By Lisa Richwine
LOS ANGELES (Reuters) – Beloved beagle Snoopy and his friends from the Peanuts gang are starring in a new animated series for the streaming TV era. Just don’t expect them to be texting or watching TikTok.
“The Snoopy Show” debuts globally on Friday on the Apple TV+ streaming service, where viewers can watch via mobile phones, tablets or televisions. Yet the show itself will stay grounded in traditions that have charmed fans for 70 years, said Jean Schulz, widow of Peanuts creator Charles Schulz.
Plot lines are mined from decades of Peanuts comic strips. Some reveal the backstories of well-known characters, including how Charlie Brown and Snoopy met and how Snoopy and Woodstock became pals. Each episode will contain three, seven-minute vignettes.

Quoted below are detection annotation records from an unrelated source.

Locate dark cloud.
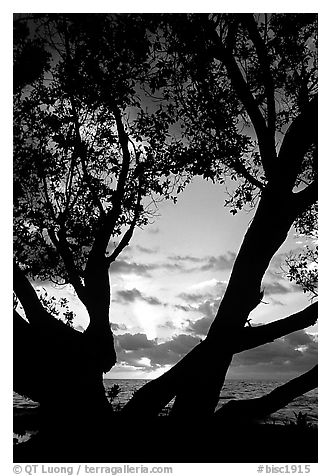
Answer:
[232,330,317,377]
[110,260,155,276]
[115,288,162,306]
[200,251,236,271]
[136,245,158,255]
[116,334,200,370]
[146,226,160,235]
[168,255,205,263]
[110,322,127,332]
[115,333,156,350]
[115,326,317,378]
[263,281,298,295]
[185,316,214,337]
[178,293,211,303]
[178,281,226,303]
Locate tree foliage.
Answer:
[14,14,317,460]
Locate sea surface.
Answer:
[14,379,317,425]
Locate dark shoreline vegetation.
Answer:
[13,411,318,463]
[13,13,318,462]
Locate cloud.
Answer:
[178,279,226,303]
[146,226,160,235]
[262,281,299,295]
[232,330,317,376]
[116,334,200,369]
[116,288,162,306]
[200,251,236,271]
[115,333,156,350]
[115,326,317,378]
[110,322,127,332]
[168,255,205,263]
[136,245,158,255]
[185,316,214,337]
[110,260,155,276]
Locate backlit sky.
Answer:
[34,177,317,378]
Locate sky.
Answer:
[34,177,317,379]
[9,10,317,384]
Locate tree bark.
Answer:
[122,303,317,418]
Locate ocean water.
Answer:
[13,379,317,425]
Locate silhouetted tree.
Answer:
[14,14,317,462]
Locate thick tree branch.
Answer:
[48,228,86,304]
[207,17,276,178]
[233,302,318,353]
[123,303,317,418]
[293,180,318,215]
[276,94,318,188]
[107,180,141,265]
[13,262,47,324]
[215,365,318,422]
[85,105,131,277]
[231,160,264,190]
[240,14,276,133]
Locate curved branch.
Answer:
[293,180,318,214]
[277,94,318,188]
[207,16,276,178]
[13,262,47,324]
[123,303,317,418]
[240,13,276,133]
[231,160,265,190]
[107,177,141,266]
[48,228,86,304]
[234,302,318,353]
[215,365,318,421]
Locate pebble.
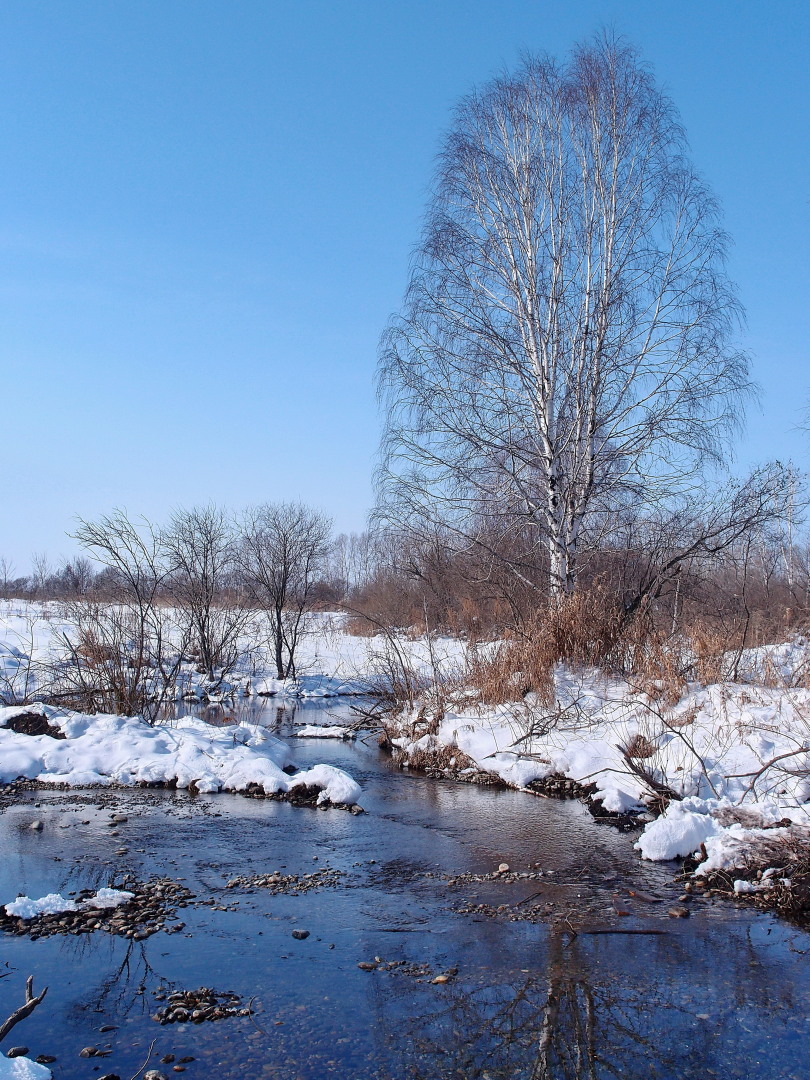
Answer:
[666,907,689,919]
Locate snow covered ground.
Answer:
[0,600,810,868]
[0,704,360,806]
[0,600,464,705]
[384,646,810,872]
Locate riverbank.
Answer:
[0,705,810,1080]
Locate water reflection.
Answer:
[0,700,810,1080]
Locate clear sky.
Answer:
[0,0,810,572]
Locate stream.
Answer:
[0,700,810,1080]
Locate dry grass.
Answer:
[465,583,626,705]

Charles Schulz’s comic strip debuted in 1950 and ran until the day after his death in February 2000 at age 77.
Jean Schulz said the show intentionally avoids modern devices, to stay true to the comic.
“We always felt that to put a cell phone in Charlie Brown’s hand … just didn’t fit,” she said. In the new series, “it’s the old handset on the table when the phone rings.”

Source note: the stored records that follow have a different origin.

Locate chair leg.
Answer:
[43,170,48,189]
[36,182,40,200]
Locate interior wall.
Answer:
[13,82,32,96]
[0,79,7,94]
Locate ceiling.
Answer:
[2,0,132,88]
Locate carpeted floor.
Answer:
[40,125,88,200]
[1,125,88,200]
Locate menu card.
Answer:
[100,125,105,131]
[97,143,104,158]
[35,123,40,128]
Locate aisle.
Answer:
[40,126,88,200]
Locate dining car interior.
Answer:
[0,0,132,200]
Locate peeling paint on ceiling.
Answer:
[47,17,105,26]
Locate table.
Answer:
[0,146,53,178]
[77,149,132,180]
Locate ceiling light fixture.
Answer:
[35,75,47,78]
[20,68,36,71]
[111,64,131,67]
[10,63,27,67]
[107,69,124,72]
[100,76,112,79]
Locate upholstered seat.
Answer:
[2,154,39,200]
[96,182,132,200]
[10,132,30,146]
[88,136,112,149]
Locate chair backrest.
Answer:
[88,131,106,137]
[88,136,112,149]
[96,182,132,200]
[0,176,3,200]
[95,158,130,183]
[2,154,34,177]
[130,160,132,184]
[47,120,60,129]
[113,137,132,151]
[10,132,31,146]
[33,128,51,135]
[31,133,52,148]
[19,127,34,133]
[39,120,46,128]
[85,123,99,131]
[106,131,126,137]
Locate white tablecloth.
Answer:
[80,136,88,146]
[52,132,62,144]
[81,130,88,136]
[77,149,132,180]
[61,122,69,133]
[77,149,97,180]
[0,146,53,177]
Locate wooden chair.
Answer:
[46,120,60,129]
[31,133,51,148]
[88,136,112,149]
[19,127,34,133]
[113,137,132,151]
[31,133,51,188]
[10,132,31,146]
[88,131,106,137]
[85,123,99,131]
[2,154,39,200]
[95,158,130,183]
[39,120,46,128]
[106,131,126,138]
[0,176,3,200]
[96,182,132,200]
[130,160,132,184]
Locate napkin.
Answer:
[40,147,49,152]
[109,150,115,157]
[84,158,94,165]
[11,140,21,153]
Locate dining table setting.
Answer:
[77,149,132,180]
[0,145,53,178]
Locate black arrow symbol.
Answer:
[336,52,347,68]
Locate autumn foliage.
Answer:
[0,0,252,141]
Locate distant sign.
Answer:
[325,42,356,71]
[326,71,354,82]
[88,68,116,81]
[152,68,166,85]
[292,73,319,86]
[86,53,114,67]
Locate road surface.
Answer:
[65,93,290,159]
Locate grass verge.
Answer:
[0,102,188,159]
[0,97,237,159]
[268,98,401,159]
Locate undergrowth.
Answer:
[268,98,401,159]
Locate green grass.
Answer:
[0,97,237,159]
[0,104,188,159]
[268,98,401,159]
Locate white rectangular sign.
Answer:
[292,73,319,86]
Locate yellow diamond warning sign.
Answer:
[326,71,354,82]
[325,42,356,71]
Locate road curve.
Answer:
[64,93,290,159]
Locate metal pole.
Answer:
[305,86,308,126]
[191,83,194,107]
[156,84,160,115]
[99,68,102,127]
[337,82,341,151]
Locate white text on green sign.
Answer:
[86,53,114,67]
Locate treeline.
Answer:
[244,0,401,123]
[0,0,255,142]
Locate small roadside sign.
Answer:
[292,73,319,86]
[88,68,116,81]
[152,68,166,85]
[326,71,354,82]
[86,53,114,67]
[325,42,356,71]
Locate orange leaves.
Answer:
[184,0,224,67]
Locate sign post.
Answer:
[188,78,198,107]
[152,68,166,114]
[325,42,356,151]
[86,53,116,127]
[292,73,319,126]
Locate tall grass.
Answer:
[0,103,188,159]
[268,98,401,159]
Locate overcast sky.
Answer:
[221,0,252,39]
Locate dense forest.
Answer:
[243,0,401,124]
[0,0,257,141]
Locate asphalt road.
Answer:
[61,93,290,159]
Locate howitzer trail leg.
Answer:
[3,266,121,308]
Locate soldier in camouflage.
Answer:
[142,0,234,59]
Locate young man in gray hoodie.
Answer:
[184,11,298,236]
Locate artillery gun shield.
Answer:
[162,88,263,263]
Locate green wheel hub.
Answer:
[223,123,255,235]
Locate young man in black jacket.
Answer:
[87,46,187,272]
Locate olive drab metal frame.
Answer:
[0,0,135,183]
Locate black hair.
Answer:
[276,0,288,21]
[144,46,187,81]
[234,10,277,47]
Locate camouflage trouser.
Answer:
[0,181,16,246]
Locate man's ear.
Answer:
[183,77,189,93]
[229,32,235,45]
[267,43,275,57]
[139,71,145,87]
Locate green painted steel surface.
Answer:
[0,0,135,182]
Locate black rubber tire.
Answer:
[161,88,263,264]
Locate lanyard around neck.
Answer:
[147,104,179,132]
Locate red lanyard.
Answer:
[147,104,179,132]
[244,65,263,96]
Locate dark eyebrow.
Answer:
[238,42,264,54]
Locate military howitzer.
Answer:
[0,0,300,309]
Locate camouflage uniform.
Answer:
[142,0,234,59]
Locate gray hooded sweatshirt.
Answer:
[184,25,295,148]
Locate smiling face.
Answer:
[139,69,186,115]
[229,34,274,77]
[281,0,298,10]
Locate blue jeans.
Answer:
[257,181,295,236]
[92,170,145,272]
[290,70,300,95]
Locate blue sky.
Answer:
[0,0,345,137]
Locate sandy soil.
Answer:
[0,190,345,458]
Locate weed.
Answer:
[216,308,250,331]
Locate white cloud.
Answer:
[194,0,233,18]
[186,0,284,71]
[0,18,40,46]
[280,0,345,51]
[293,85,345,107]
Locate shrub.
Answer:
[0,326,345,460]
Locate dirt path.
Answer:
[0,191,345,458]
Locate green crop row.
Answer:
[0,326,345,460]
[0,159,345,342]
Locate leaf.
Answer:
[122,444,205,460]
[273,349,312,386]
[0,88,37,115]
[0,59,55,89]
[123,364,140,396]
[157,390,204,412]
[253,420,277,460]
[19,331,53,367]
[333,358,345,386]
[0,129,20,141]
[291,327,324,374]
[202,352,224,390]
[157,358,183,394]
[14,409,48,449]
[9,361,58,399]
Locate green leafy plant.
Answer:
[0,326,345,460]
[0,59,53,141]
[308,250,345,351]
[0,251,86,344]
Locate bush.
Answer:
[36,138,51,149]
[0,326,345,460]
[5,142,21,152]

Viewers will see familiar exclamations of “Good grief!,” blunt psychiatric advice from Lucy and friends including Linus, Franklin and Peppermint Patty grappling with everyday challenges at school and in the neighborhood.

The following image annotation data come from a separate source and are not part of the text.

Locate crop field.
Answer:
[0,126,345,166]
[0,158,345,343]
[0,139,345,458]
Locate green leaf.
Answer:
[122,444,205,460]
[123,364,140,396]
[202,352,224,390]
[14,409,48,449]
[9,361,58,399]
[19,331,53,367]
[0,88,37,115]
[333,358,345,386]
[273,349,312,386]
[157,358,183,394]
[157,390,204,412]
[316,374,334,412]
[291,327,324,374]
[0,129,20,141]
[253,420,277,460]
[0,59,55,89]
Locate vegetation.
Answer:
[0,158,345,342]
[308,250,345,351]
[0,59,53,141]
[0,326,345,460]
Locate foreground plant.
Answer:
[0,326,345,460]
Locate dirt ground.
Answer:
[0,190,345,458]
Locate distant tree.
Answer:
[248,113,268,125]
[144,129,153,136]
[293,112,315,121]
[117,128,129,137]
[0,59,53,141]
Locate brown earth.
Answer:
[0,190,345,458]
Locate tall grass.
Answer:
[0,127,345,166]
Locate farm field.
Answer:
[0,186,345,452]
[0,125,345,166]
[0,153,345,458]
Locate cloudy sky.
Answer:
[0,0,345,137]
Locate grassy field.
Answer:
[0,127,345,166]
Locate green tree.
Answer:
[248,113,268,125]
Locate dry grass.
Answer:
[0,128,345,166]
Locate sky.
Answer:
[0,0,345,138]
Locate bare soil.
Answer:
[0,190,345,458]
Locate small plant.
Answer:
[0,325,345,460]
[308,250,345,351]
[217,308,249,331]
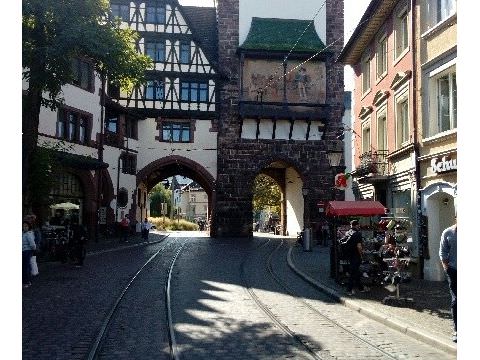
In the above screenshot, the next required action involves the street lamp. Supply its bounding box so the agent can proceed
[327,151,343,280]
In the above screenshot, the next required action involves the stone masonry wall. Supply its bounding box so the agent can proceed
[212,0,343,237]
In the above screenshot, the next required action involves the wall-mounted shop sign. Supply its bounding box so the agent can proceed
[430,156,457,174]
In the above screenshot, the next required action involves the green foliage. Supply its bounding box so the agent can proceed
[22,0,151,109]
[148,217,199,231]
[148,183,172,216]
[253,174,282,214]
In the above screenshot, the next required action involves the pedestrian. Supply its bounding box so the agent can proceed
[438,219,457,342]
[340,220,370,295]
[22,221,37,288]
[141,218,152,241]
[120,214,130,242]
[70,217,87,267]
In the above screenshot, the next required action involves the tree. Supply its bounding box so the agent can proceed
[253,174,282,214]
[22,0,151,211]
[148,183,172,216]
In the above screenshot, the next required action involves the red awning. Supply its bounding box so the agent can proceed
[325,200,387,216]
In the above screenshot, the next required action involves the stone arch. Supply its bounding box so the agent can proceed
[137,155,216,236]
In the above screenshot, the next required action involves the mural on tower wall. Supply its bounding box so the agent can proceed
[243,59,326,104]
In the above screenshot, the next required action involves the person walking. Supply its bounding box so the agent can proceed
[141,218,152,241]
[70,218,87,267]
[120,214,130,242]
[438,221,457,342]
[341,220,370,295]
[22,221,37,288]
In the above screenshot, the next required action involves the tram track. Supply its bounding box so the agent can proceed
[86,235,181,360]
[241,239,398,360]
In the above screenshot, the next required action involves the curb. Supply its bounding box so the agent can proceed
[87,234,170,256]
[287,247,457,355]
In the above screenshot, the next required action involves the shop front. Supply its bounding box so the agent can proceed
[420,151,457,281]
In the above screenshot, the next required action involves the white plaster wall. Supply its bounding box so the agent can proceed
[285,168,303,236]
[137,118,217,178]
[239,0,326,45]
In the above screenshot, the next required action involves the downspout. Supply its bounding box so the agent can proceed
[410,0,424,279]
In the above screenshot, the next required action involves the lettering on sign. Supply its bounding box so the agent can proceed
[430,156,457,174]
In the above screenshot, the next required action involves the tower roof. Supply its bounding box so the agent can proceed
[240,17,325,52]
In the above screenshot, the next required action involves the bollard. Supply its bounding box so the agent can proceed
[303,228,312,251]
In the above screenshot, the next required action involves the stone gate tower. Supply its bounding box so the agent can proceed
[212,0,344,237]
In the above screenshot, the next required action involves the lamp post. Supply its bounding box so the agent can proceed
[327,151,343,280]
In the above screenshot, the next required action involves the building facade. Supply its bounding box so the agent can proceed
[415,0,457,281]
[25,0,344,240]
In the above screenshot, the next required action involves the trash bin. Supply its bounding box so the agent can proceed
[303,228,312,251]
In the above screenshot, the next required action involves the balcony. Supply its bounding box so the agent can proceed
[355,150,389,183]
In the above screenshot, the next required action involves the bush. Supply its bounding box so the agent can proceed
[148,217,199,231]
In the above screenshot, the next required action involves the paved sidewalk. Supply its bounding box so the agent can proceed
[288,245,457,354]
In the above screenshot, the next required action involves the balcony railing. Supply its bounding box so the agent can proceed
[356,150,389,176]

“The characters represent a humanity that is embodied in all of us – our hopes, our fears, our tears, our laughter,” Jean Schulz said in an interview with Reuters. The TV series “still embodies all these characteristics that people recognize and love.”
Snoopy’s many alter-egos appear in the series, from the hip Joe Cool to World War I flying ace The Red Baron and arm wrestler Masked Marvel.
“Snoopy is irrepressible and never stops coming up with new, animated antics,” Jean Schulz said.